Suchen wir jedoch stets unseren eigenen Vorteil, lügen und betrügen und beuten uns und unsere Gesundheit selbst aus, wird sich das zu Beginn vielleicht wie Leben anfühlen. Schlussendlich führt ein solches Verhalten jedoch in den Tod. In den Tod von Freundschaften, Auseinanderbrechen von Gesellschaften und in körperliche und seelische Erschöpfung. Setzt sich der Mensch selbst als Absolutes und gibt Gott keine Ehre mehr, muss er sich niemandem gegenüber rechtfertigen. Wir Christen wissen jedoch, dass Gott Herr über Leben und Tod ist und dass unsere Heimat im Himmel ist.
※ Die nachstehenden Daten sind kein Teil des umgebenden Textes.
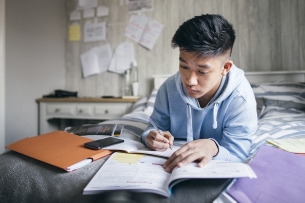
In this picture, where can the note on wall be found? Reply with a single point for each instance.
(151, 33)
(86, 4)
(74, 32)
(143, 30)
(96, 60)
(136, 27)
(102, 11)
(94, 31)
(75, 15)
(88, 13)
(122, 58)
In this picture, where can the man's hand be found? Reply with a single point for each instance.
(202, 150)
(159, 142)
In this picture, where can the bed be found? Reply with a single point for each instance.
(281, 113)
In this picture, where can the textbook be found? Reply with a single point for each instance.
(280, 178)
(144, 173)
(135, 147)
(60, 149)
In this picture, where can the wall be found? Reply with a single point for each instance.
(2, 78)
(270, 36)
(35, 61)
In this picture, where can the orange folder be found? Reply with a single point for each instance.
(57, 148)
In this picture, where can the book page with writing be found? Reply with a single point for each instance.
(214, 169)
(132, 146)
(123, 171)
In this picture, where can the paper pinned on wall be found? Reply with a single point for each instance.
(94, 31)
(75, 15)
(86, 4)
(151, 34)
(122, 58)
(96, 60)
(102, 11)
(89, 63)
(104, 55)
(74, 32)
(136, 27)
(88, 13)
(143, 30)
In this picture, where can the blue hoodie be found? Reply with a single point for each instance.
(229, 119)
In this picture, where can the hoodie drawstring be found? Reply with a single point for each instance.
(190, 122)
(215, 110)
(189, 127)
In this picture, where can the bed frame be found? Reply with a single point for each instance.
(253, 77)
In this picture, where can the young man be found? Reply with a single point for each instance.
(209, 102)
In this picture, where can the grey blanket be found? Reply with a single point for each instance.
(24, 179)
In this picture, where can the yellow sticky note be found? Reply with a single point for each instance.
(74, 33)
(127, 158)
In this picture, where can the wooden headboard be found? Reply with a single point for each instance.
(253, 77)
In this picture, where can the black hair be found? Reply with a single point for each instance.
(206, 35)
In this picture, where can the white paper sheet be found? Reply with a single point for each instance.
(104, 55)
(94, 31)
(151, 33)
(96, 60)
(75, 15)
(86, 4)
(136, 27)
(89, 63)
(122, 58)
(102, 11)
(143, 30)
(88, 13)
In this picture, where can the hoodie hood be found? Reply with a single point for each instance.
(228, 84)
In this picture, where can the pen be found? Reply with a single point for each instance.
(159, 131)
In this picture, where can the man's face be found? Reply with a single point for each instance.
(201, 76)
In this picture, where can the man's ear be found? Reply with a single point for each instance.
(226, 67)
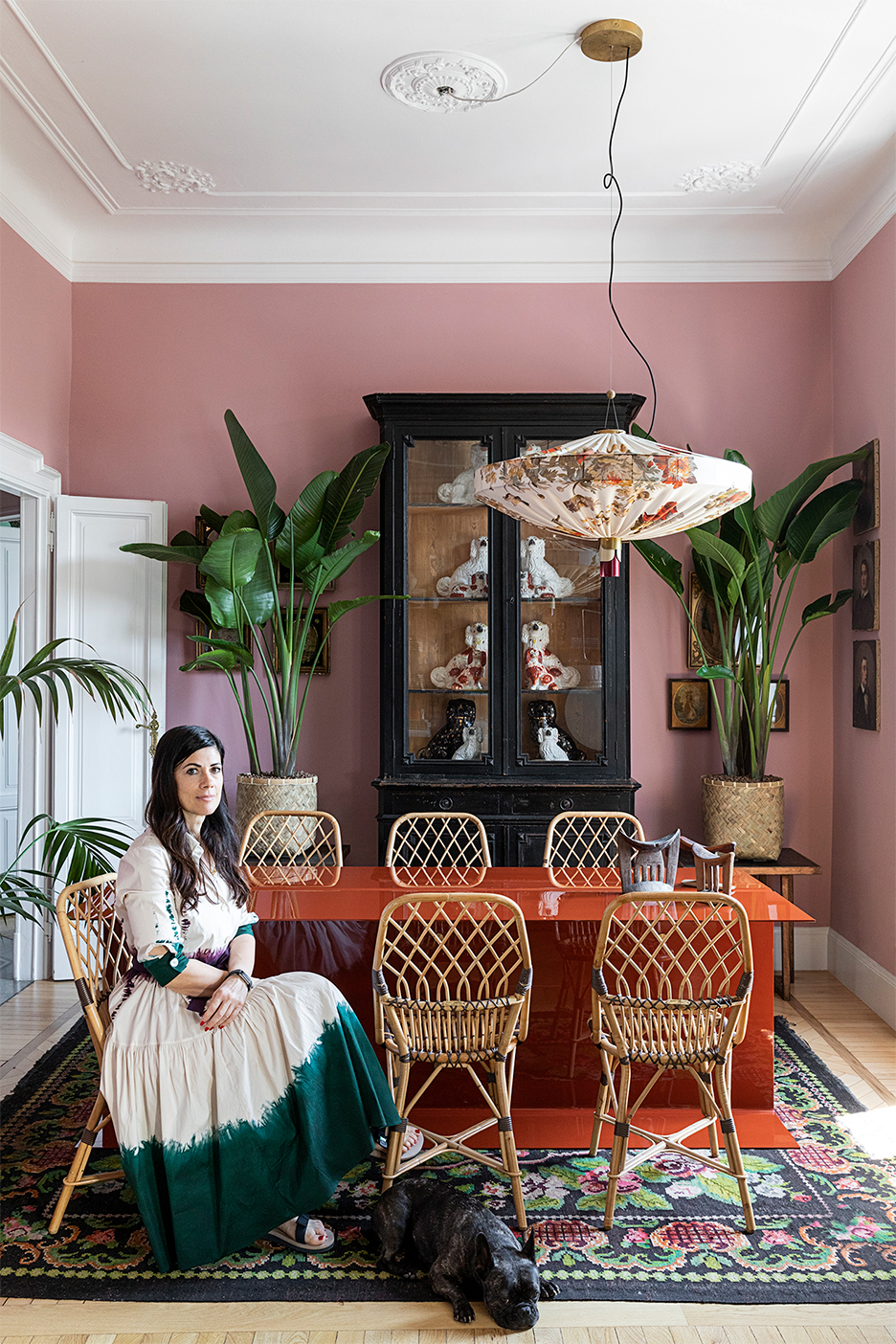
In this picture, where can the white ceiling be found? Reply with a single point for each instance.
(319, 175)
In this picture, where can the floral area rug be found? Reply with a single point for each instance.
(825, 1214)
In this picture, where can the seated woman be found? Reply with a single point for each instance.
(238, 1104)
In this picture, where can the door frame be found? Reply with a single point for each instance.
(24, 472)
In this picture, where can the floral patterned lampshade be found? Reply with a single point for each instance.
(613, 488)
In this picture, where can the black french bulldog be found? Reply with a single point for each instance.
(465, 1247)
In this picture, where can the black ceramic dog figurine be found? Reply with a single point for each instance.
(466, 1250)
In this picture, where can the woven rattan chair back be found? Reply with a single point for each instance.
(649, 864)
(670, 990)
(286, 848)
(99, 955)
(587, 839)
(713, 868)
(437, 840)
(452, 977)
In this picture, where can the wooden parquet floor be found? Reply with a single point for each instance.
(852, 1041)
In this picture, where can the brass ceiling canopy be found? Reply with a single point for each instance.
(612, 39)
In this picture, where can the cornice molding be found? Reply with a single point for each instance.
(35, 238)
(445, 273)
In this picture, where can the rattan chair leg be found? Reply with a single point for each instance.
(602, 1104)
(78, 1163)
(732, 1147)
(619, 1144)
(502, 1094)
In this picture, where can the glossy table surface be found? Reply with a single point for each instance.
(542, 892)
(326, 922)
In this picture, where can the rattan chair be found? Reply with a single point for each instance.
(580, 843)
(94, 942)
(288, 848)
(452, 978)
(670, 988)
(649, 864)
(713, 868)
(587, 839)
(437, 840)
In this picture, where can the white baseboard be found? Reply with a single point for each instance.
(875, 985)
(810, 948)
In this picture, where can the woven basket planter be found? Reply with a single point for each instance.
(265, 794)
(751, 812)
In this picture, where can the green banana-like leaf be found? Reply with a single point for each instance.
(725, 555)
(825, 606)
(259, 484)
(332, 566)
(775, 516)
(222, 604)
(232, 559)
(347, 493)
(661, 562)
(196, 604)
(239, 521)
(825, 515)
(218, 659)
(187, 554)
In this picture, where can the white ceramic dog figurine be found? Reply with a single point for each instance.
(465, 671)
(543, 668)
(472, 745)
(549, 746)
(472, 577)
(459, 491)
(538, 577)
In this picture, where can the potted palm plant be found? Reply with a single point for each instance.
(747, 563)
(83, 847)
(265, 571)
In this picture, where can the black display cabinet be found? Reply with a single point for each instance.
(540, 724)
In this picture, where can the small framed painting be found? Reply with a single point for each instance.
(866, 471)
(865, 594)
(688, 703)
(781, 707)
(866, 684)
(703, 615)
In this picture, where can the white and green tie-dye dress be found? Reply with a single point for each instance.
(227, 1133)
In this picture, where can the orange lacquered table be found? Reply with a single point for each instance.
(329, 927)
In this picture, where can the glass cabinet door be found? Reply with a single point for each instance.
(448, 605)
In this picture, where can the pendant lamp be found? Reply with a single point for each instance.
(613, 486)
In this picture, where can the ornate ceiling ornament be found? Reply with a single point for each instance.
(731, 176)
(166, 176)
(426, 79)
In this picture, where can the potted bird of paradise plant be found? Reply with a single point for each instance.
(265, 571)
(747, 563)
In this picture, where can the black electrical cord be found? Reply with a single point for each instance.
(609, 182)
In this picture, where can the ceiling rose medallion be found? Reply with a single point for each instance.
(167, 176)
(436, 80)
(731, 176)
Leben mit Gott macht frei, wohingegen Leben in der Sünde versklavt und die Liebe zum Nächsten, uns selbst und zu Gott tötet. 

Durch unsere eigene Taufe haben wir Zugang zum Ewigen Leben erhalten und sind Kinder Gottes geworden, wie der Apostel uns schreibt, sodass selbst mit dem biologischen Tod auf Erden für uns nicht alles vorbei ist, sondern das Leben in Christus verwandelt weitergeführt wird. Vielleicht ist es gut, sich diesen Gedanken an den Tod als Übergang zum Ewigen Leben öfters in Erinnerung zu rufen und sich dann zu überlegen ob die ein oder andere Sünde oder Übertretung der Gebote Gottes tatsächlich notwendig ist, schließlich wollen wir alle das von Christus verheißene Leben in Fülle genießen. Und die frohe Botschaft zum Schluss: selbst wenn man gesündigt und das wahre Leben gegen die Sünde eingetauscht hat, schenkt Gott einem reuigen Sünder immer wieder die Möglichkeit zum Neuanfang und schenkt im Sakrament der Versöhnung seine Vergebung. Bestes Beispiel ist die Bekehrung des Christenverfolgers Saulus zu Paulus, einem der größten Verkündiger des Evangeliums.